Blatter, FIFA, Coupe du monde de foot 2022 au Qatar : une affaire politique mondiale

Blatter FIFA Coupe du monde Foot 2022 Qatar Affaire
 

Malgré les déclarations fracassantes du président de la FIFA Sepp Blatter contre les « Arabes », aussitôt démenties, l’enquête interne du comité d’éthique de cette même Fédération internationale valide la désignation du Qatar pour accueillir la Coupe du monde de foot 2022. Il s’agit d’une affaire politique de taille mondiale.
 

C’est une histoire beaucoup plus compliquée que le budget 2015 de la France, l’affaire Jouyet, ou la vaste manipulation menée autour de l’affaire de Sivens, c’est aussi une affaire qui met en jeu de bien plus gros intérêts et marquera plus profondément l’histoire : il s’agit de la coupe du monde de foot au Qatar en 2022.
 
Au commencement, il y a trois éléments principaux à envisager.
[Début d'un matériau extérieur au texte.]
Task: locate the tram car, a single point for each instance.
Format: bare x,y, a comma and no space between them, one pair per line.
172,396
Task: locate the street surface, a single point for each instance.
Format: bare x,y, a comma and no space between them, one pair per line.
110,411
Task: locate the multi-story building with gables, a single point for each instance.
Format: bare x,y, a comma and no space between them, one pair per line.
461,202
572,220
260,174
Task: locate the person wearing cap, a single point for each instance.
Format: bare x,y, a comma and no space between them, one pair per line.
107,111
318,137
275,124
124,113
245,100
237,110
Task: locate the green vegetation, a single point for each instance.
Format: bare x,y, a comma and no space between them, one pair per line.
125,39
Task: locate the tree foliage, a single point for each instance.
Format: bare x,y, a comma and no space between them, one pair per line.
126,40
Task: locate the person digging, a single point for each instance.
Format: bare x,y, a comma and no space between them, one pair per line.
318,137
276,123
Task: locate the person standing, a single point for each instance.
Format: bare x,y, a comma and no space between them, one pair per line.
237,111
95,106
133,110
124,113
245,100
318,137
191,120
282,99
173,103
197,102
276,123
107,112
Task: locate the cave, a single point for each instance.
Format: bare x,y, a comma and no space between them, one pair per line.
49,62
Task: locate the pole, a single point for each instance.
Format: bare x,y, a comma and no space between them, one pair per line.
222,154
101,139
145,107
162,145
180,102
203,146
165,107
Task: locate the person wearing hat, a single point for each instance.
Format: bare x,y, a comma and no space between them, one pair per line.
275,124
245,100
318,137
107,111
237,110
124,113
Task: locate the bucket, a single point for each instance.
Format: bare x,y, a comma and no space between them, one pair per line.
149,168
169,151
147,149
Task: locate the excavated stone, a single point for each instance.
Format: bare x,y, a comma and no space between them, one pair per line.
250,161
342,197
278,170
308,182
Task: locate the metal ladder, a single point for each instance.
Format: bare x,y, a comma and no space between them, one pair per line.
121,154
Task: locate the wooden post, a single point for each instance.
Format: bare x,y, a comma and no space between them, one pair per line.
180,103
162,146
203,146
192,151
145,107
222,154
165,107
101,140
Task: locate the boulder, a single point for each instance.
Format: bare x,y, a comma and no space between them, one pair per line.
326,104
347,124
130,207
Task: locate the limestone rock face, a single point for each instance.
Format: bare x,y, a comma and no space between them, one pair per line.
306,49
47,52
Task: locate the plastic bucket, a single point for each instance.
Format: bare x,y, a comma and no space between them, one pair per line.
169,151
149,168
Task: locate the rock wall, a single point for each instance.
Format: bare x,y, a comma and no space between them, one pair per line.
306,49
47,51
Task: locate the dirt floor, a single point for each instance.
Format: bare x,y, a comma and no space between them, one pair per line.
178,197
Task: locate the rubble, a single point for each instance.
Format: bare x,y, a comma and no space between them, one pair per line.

Le Qatar, la Coupe du monde, et l’organisme souverain qui préside aux destinées de cette dernière, la FIFA, Fédération internationale de football association.
 

Le foot, instituteur de la plèbe mondiale

 
Un coup d’œil d’abord sur la Coupe du monde. C’est le grand événement sportif qui polarise tous les quatre ans l’attention du monde, avec les Jeux Olympiques, plus même que les Jeux Olympiques, car le football est le jeu des foules, du Tiers Monde, le sport des « sans dents ». Il offre à ses vedettes une ascension sociale qui n’existe plus guère ailleurs, c’est l’équivalent du loto où il entrerait un peu de mérite, et pour le reste c’est un merveilleux abrutissant, une sorte de qat ou de coca que la plèbe mondiale mâche et remâche avec satisfaction. C’est aussi le moyen d’enseigner le peuple en l’amusant. L’affaire Willy Sagnol l’a récemment rappelé, le foot est le lieu où l’on débarrasse peu à peu les prolétaires de leurs bas instincts, parmi lesquels le racisme, le sexisme, le machisme, etc… On leur apprend à voir la réalité comme il est convenable de la voir. Les petits couplets politiquement corrects récités par les capitaines des équipes d’Allemagne et de France Löw et Loris lors de leur quart de finale le 4 juillet dernier sont caractéristiques de ce mouvement.
 

Le Qatar, affaire des « bons » musulmans

 
Le Qatar est un petit émirat (11.586 km2) arabe sur le golfe persique, dont la capitale est Doha. Grâce aux revenus du pétrole et du gaz il est passé en quelques décennies de l’ère bédouine à la post-modernité. C’est un « bon » Etat musulman, à la différence de l’Iran ou du Califat islamique, il investit massivement en Occident (en France notamment) et ne craint pas de parsemer son désert des dernières créations de l’art contemporain. Cela n’empêche pas les Qatari de souche (les seuls qui aient la nationalité, dans un Etat où le droit du sol n’existe pas), et leurs dirigeants, d’être wahhabites. C’est à dire d’appartenir au fondamentalisme sunnite le plus rigoureux. Comme leurs grands cousins d’Arabie saoudite, ils financent au gré d’une politique complexe l’un ou l’autre de ces mouvements islamiques que l’Occident tient pour terroristes. Dans les investissements qu’il consent pour se développer et changer son image, le Qatar ne s’est pas contenté d’acheter le PSG, club de foot parisien dont la vedette est le Suédois Zlatan Ibrahimovic, il a financé chez lui des complexes sportifs et postulé pour recevoir la Coupe du monde de football 2022.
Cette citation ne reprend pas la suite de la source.